I also took no record of the time that elapsed because it is irrelevant to the issue, which is that in these circumstances no obstruction of an MP was justified in the least. I am happy to say for the record, if it matters to some, that it lasted no longer than the time taken for the events and the conversation just described to transpire, almost certainly less than a minute.
As for precedents, as you know, Mr. Speaker, the second edition of the House of Commons Procedure and Practice states the following:
In circumstances where Members claim to be physically obstructed, impeded, interfered with or intimidated in the performance of their parliamentary functions, the Speaker is apt to find that a prima facie breach of privilege has occurred.
Having reminded you of something that you do not need to be reminded of, Mr.
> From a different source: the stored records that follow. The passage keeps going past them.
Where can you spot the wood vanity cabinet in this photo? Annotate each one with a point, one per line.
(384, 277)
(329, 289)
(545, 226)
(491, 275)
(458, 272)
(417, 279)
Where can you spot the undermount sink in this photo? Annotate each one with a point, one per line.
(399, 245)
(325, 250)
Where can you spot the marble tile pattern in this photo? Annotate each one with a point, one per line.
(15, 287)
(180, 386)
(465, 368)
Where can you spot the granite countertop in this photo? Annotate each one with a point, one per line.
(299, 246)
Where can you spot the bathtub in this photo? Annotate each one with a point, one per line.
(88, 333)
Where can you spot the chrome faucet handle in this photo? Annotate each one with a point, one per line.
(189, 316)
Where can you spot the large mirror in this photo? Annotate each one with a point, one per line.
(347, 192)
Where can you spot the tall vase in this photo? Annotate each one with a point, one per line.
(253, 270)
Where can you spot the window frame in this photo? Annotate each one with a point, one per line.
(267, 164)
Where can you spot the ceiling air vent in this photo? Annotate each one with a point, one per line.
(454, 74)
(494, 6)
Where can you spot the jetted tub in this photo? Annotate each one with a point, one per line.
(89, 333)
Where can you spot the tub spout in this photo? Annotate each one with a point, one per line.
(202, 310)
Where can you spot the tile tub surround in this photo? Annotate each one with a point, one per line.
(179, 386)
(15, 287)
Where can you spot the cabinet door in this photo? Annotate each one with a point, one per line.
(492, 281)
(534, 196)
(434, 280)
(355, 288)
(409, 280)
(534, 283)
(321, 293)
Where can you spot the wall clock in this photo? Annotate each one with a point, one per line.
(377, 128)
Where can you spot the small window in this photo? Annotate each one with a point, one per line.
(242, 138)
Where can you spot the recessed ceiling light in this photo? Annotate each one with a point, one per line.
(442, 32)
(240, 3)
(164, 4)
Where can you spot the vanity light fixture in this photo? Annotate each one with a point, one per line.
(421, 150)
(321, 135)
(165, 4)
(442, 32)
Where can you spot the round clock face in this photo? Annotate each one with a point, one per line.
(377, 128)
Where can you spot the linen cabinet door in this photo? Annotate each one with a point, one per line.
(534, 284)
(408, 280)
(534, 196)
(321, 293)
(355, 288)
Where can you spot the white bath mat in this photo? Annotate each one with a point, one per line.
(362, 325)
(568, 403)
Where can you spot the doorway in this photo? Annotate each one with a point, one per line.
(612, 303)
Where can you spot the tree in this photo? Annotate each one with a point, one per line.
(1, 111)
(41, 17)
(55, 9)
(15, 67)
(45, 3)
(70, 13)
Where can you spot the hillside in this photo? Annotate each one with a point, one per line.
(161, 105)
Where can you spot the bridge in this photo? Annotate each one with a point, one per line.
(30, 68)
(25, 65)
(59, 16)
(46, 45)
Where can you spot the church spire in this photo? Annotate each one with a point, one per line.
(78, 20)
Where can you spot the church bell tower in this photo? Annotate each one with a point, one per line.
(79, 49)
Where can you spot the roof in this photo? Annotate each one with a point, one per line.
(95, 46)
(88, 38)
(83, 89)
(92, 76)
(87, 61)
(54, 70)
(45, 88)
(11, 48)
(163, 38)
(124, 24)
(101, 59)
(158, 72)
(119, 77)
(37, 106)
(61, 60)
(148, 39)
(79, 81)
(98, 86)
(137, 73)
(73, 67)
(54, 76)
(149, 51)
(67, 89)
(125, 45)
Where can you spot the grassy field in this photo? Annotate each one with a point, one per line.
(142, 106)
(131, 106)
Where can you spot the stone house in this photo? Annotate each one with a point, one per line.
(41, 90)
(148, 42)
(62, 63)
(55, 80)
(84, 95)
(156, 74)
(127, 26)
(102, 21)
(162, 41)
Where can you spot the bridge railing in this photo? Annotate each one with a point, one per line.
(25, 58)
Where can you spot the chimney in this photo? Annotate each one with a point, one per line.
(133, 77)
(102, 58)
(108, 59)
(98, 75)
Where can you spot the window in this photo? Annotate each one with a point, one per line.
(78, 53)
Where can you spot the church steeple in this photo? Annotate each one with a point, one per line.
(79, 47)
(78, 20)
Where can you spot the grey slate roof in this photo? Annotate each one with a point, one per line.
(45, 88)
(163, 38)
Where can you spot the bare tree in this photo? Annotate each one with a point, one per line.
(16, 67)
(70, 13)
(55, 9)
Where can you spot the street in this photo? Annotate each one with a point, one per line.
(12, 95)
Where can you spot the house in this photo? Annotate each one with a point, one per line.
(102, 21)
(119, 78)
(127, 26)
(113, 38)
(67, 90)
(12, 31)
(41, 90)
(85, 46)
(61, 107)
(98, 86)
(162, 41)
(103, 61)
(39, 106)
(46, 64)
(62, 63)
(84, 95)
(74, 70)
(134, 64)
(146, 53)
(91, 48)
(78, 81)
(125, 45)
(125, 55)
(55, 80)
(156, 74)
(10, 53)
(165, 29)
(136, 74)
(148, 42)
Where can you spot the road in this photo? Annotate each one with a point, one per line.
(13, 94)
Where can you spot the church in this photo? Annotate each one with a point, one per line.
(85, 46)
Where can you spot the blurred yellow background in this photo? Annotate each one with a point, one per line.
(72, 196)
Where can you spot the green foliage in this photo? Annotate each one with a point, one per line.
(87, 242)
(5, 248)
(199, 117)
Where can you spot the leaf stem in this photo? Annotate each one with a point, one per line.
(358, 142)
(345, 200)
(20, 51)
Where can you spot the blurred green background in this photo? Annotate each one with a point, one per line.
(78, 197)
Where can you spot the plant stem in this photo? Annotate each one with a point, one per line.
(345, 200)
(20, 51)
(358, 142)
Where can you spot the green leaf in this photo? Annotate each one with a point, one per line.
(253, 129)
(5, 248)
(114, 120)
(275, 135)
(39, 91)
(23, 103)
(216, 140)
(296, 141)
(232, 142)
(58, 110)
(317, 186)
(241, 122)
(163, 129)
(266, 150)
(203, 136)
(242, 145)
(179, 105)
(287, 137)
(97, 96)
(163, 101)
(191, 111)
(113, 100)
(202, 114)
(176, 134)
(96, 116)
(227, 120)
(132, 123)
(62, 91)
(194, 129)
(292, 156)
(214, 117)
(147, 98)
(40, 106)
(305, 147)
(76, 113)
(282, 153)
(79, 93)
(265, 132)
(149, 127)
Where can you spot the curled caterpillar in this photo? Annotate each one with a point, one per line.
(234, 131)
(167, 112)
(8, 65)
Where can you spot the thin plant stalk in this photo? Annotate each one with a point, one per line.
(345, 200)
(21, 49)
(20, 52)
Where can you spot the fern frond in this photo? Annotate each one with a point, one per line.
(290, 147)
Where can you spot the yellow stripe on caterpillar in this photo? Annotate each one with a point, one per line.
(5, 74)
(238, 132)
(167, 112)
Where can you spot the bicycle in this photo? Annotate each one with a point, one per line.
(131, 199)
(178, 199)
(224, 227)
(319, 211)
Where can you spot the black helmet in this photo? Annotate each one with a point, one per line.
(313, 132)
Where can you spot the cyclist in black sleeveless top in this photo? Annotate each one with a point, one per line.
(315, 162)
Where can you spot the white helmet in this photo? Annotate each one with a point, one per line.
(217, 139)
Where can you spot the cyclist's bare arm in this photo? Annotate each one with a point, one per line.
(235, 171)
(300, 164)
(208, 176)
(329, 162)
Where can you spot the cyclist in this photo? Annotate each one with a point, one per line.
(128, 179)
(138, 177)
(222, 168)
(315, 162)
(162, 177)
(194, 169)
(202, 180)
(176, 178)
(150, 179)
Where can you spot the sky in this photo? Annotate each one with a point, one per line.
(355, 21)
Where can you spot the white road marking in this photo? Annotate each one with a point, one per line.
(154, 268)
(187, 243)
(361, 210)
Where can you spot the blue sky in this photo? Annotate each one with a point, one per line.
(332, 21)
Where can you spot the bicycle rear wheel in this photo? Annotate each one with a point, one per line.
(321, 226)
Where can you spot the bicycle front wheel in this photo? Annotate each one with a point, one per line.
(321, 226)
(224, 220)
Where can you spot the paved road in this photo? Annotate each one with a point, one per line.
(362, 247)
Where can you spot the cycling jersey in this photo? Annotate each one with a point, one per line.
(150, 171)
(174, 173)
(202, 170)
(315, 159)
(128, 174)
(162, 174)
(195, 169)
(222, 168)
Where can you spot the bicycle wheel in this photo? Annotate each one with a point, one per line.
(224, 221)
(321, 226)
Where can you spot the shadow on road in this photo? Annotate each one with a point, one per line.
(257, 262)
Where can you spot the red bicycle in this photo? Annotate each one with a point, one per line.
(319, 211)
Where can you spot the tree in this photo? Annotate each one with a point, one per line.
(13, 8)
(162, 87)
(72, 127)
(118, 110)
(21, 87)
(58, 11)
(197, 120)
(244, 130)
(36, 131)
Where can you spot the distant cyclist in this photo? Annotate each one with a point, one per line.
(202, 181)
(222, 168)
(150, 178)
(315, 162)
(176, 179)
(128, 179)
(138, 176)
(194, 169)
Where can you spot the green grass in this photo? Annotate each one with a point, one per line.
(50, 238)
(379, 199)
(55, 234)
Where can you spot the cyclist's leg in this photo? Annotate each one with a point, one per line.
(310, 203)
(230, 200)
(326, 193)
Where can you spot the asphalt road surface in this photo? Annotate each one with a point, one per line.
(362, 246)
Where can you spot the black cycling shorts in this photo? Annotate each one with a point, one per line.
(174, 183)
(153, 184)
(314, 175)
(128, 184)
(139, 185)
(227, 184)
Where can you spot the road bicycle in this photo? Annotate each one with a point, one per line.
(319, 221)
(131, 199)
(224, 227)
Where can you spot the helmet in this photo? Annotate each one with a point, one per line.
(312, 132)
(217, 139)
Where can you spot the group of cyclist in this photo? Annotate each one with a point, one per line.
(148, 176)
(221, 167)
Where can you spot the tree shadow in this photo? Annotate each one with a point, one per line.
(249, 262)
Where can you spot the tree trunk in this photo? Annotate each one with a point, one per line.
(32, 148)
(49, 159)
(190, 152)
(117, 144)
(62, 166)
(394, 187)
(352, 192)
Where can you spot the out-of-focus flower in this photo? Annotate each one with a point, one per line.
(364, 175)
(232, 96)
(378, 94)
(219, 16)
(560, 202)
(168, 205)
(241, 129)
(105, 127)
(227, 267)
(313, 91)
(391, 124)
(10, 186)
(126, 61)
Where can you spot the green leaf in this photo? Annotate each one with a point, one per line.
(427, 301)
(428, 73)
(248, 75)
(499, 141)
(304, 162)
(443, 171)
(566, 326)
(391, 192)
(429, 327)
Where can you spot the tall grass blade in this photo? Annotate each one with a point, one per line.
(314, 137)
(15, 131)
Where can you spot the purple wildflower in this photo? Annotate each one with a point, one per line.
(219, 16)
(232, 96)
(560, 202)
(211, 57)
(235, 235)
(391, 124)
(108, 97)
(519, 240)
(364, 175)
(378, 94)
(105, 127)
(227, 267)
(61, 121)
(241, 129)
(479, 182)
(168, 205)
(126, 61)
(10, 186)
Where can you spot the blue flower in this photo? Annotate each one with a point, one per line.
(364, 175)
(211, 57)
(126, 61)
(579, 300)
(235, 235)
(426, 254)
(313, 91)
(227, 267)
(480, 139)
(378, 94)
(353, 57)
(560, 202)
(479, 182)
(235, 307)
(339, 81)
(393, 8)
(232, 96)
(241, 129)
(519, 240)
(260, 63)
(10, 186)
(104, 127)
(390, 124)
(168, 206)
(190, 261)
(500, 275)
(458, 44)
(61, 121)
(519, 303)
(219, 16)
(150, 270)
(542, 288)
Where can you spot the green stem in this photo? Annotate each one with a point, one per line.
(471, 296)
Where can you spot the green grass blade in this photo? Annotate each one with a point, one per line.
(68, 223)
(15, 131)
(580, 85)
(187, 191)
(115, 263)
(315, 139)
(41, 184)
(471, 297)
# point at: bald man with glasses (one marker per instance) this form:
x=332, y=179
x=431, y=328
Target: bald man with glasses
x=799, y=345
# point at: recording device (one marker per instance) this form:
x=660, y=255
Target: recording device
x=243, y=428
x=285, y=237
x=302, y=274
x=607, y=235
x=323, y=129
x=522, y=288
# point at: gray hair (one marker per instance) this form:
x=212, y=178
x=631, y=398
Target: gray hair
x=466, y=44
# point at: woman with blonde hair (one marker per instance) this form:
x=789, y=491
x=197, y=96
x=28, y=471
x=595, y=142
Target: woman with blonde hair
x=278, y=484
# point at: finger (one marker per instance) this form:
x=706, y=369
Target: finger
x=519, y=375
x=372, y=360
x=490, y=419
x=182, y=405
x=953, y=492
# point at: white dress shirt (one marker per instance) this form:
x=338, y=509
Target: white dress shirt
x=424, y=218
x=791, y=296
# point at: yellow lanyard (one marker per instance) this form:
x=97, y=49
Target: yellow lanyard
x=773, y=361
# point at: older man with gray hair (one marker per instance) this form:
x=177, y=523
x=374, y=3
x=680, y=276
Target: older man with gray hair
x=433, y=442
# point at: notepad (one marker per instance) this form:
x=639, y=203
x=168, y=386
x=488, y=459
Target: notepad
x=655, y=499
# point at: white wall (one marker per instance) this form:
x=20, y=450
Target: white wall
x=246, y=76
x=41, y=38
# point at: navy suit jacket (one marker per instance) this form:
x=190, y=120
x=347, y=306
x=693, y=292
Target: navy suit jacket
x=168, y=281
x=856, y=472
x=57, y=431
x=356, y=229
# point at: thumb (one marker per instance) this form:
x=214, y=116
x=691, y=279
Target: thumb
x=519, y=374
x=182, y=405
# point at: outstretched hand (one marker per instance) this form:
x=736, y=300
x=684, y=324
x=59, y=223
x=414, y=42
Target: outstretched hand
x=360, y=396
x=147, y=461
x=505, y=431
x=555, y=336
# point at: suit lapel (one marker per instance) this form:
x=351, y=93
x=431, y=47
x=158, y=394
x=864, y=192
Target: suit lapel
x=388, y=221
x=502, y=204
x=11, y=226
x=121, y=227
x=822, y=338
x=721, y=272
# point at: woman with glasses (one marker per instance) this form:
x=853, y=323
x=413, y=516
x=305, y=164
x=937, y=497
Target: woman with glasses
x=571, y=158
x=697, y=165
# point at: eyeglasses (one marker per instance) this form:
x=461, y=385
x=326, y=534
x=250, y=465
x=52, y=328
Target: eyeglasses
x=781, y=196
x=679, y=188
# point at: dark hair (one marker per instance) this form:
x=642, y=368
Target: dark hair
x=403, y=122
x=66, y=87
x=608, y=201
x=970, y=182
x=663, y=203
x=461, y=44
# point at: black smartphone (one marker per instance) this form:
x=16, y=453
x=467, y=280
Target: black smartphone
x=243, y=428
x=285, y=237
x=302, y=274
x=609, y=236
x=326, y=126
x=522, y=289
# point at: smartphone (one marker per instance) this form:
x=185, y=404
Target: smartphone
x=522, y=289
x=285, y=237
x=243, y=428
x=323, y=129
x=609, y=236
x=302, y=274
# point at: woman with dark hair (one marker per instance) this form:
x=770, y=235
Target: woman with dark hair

Speaker, I am sure I will save the House's time by adopting by reference all of the authorities cited and argued by my colleague, the member for Skeena—Bulkley Valley, in his question of privilege on April 30. Hansard will, of course, have those arguments in full for the Speaker to consult.
In conclusion, Mr. Speaker, I would ask you to consider my question of privilege and the facts I have just related to the House. I believe you will find that my privilege was breached and that I was prevented from carrying out my functions as an elected member of the House of Commons. If you find that there was a prima facie breach of my privileges as a member, I am prepared to move the appropriate motion.